In your case if I queried the parameter name for A, it would return "" when __DATE__ starts with an A, else it would return RandomType. RandomType could then be queried.

The compiler MUST now what the parameter name is. It also is very easy to get this from the source code. If it were impossible it would be impossible for static typing.

No matter how complex the obfuscation would be, there must be a deterministic path from the template parameter name to the instantiation of a type with it. If it were not the case how could the compiler possibly figure anything out?

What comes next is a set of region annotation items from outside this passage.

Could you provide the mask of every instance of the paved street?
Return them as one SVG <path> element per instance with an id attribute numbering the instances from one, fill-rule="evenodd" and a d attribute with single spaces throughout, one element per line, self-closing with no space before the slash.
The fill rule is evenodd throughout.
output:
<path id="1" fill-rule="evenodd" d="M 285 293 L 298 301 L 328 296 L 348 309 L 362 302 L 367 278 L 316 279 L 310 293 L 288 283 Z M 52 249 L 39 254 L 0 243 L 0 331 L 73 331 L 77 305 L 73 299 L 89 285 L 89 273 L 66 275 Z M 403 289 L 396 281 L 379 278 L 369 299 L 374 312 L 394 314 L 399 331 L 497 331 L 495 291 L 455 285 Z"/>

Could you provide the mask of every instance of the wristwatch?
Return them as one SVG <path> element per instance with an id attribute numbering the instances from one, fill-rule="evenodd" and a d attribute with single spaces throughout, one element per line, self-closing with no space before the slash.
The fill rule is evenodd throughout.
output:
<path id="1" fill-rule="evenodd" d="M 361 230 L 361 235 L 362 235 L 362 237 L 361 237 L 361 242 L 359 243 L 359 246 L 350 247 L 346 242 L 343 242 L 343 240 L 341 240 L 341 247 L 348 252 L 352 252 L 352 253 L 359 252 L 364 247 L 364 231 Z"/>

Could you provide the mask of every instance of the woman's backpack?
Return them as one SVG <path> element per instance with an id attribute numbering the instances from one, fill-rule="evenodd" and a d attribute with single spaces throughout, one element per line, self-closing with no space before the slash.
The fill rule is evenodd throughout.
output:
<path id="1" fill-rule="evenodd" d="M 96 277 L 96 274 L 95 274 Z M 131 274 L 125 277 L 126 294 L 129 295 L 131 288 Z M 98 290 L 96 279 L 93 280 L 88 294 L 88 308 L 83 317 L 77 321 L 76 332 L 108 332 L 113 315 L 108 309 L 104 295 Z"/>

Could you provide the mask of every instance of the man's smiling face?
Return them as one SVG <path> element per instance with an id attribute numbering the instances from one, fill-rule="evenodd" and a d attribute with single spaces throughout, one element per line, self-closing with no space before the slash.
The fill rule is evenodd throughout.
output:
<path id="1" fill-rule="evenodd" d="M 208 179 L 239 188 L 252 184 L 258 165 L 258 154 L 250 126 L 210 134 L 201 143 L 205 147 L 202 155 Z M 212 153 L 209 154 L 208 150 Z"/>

The only question is if the compiler tracks this information so it can be reversed.

See, no matter how complex you want to create an example, Anything that depends on T to generate a type X used for something, there will be a path from T to X of symbols and the compiler knows exactly what that path is. There ultimately can only be a unique path and so it is reversible.

So, you are simply wrong. Trying to overcomplicated it by making it "random" does nothing bot obscure what is really going on. There is nothing random about your code(and nothing random about CT code, it can't be random or it couldn't be compiled).

Your code simplifies to only two possibilities:

struct S(T) {
     T a;
}

or

struct S(T) {
     int a;
}

and it only depends on what the date is, but no matter what the date is, either a is going to have T or it isn't, and it's only one case depending on the day.

So
__traits(getTemplateParameterOfMember, S!int.a) == (__DATE__[0] == 'A') ? "" : "T";

and there is nothing non-deterministic about that.


[I'm always amazed when someone claims something is impossible... it's nearly impossible to prove anything is impossible. Usually when people make such claims they inevitably are wrong yet many do without any real proof. Maybe it is a flaw in human evolution?]